Running Sync Code Alongside Async Code

One practical problem for teams migrating codebases is calling async code from synchronous contexts. You can’t await from a non-async function, and you can’t call asyncio.run() when an event loop is already running:

# This fails if called from inside an async context
def sync_function_that_needs_async():
    result = asyncio.run(some_async_function())  # RuntimeError if loop is running
    return result

The cleanest solution in frameworks like FastAPI or Django (with async views) is to make the calling function async too. When that’s not possible (legacy code, external libraries), use asyncio.get_event_loop().run_until_complete() carefully, or use a library like anyio that handles the interop more gracefully.

For testing, pytest-asyncio handles the event loop management for async test functions:

import pytest

@pytest.mark.asyncio
async def test_fetch():
    result = await fetch_data()
    assert result is not None

Without pytest-asyncio (or similar), you end up wrapping every test in asyncio.run(), which works but is verbose.

Timeouts and Graceful Degradation

Async code makes it easy to fire off multiple I/O calls. It makes it less obvious that you need timeouts on all of them:

async def fragile_fetch():
    async with httpx.AsyncClient() as client:
        # No timeout — will hang indefinitely if server is slow or down
        response = await client.get("https://api.example.com/data")
        return response.json()

async def robust_fetch():
    async with httpx.AsyncClient(timeout=10.0) as client:
        try:
            response = await client.get("https://api.example.com/data")
            return response.json()
        except httpx.TimeoutException:
            return None  # Or raise, depending on your error handling strategy

asyncio.wait_for gives you timeouts for any coroutine:

async def with_timeout():
    try:
        result = await asyncio.wait_for(some_coroutine(), timeout=5.0)
        return result
    except asyncio.TimeoutError:
        return default_value

In production, every external call should have an explicit timeout. The event loop will not time out for you.

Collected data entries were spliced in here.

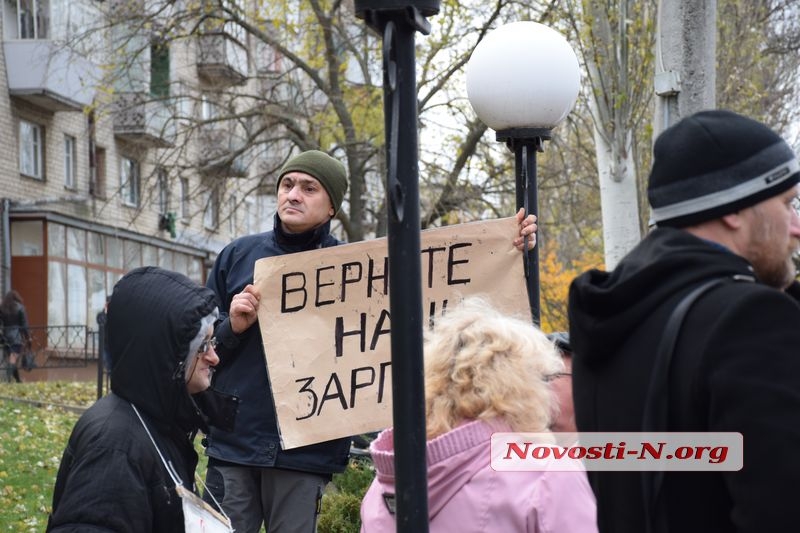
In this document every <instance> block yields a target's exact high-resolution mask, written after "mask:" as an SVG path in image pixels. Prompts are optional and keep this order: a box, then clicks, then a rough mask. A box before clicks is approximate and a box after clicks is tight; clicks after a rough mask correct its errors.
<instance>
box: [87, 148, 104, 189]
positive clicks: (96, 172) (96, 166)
mask: <svg viewBox="0 0 800 533" xmlns="http://www.w3.org/2000/svg"><path fill="white" fill-rule="evenodd" d="M91 172H92V183H91V185H90V189H89V192H90V193H91V194H92V196H95V197H97V198H105V197H106V149H105V148H99V147H98V148H95V149H94V168H92V170H91Z"/></svg>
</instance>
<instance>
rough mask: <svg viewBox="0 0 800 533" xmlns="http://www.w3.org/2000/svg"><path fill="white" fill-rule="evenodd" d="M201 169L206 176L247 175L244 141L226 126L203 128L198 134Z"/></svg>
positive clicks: (240, 175)
mask: <svg viewBox="0 0 800 533" xmlns="http://www.w3.org/2000/svg"><path fill="white" fill-rule="evenodd" d="M198 145H199V146H198V148H199V152H200V154H201V155H200V160H199V161H198V163H199V170H200V172H202V173H203V174H204V175H206V176H219V177H231V178H244V177H247V167H248V164H247V160H246V157H245V154H244V153H239V151H240V150H242V148H243V147H244V141H243V140H241V139H239V138H237V137H236V136H235V135H233V134H231V132H229V131H227V130H226V129H224V128H203V129H201V130H200V131H199V135H198Z"/></svg>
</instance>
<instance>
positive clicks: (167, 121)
mask: <svg viewBox="0 0 800 533" xmlns="http://www.w3.org/2000/svg"><path fill="white" fill-rule="evenodd" d="M171 118H172V112H171V110H170V108H169V106H168V105H167V103H166V102H164V101H163V100H153V99H152V97H151V96H150V95H148V94H146V93H143V92H120V93H116V95H115V101H114V135H115V136H117V137H118V138H120V139H123V140H126V141H129V142H132V143H136V144H140V145H143V146H145V147H149V148H167V147H170V146H173V145H174V143H175V135H176V127H175V121H174V120H171Z"/></svg>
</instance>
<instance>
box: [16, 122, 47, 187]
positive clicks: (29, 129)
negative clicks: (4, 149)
mask: <svg viewBox="0 0 800 533" xmlns="http://www.w3.org/2000/svg"><path fill="white" fill-rule="evenodd" d="M43 129H44V128H42V127H41V126H40V125H38V124H34V123H33V122H28V121H27V120H20V121H19V170H20V172H21V173H22V174H25V175H26V176H30V177H32V178H36V179H39V180H41V179H44V161H43V154H44V150H42V140H43V139H44V131H43Z"/></svg>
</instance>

The Structured Concurrency Gap

Python’s asyncio doesn’t have structured concurrency built in. This means tasks can outlive the scope that created them, and errors in spawned tasks can be silently swallowed if you’re not careful:

async def main():
    task = asyncio.create_task(background_work())
    # If background_work raises an exception and you don't await task,
    # the exception is logged as a warning but otherwise ignored
    await do_other_stuff()
    # task is still running here, possibly forever

The anyio library (which underlies modern async frameworks including FastAPI) provides a task group abstraction that fixes this:

import anyio

async def main():
    async with anyio.create_task_group() as tg:
        tg.start_soon(background_work)
        tg.start_soon(other_work)
    # Both tasks complete (or fail) before we leave this block
    # If either raises, the other is cancelled and the exception propagates

For new async code in 2026, anyio task groups or Python 3.11+‘s asyncio.TaskGroup are the right primitives. Bare asyncio.create_task without tracking the result leads to fire-and-forget tasks that you can’t reason about.

# Python 3.11+ TaskGroup
async def main():
    async with asyncio.TaskGroup() as tg:
        task1 = tg.create_task(some_coroutine())
        task2 = tg.create_task(another_coroutine())
    # Both done, exceptions handled cleanly

The practical upshot: if you’re seeing occasional unhandled exception warnings in production logs, you have untracked tasks. Find them and either await them properly or use task groups.

asyncio is a genuinely good concurrency model for I/O-heavy Python workloads. The pitfalls above aren’t reasons to avoid it — they’re the curriculum for using it correctly. Most production incidents involving asyncio code come down to one of these patterns.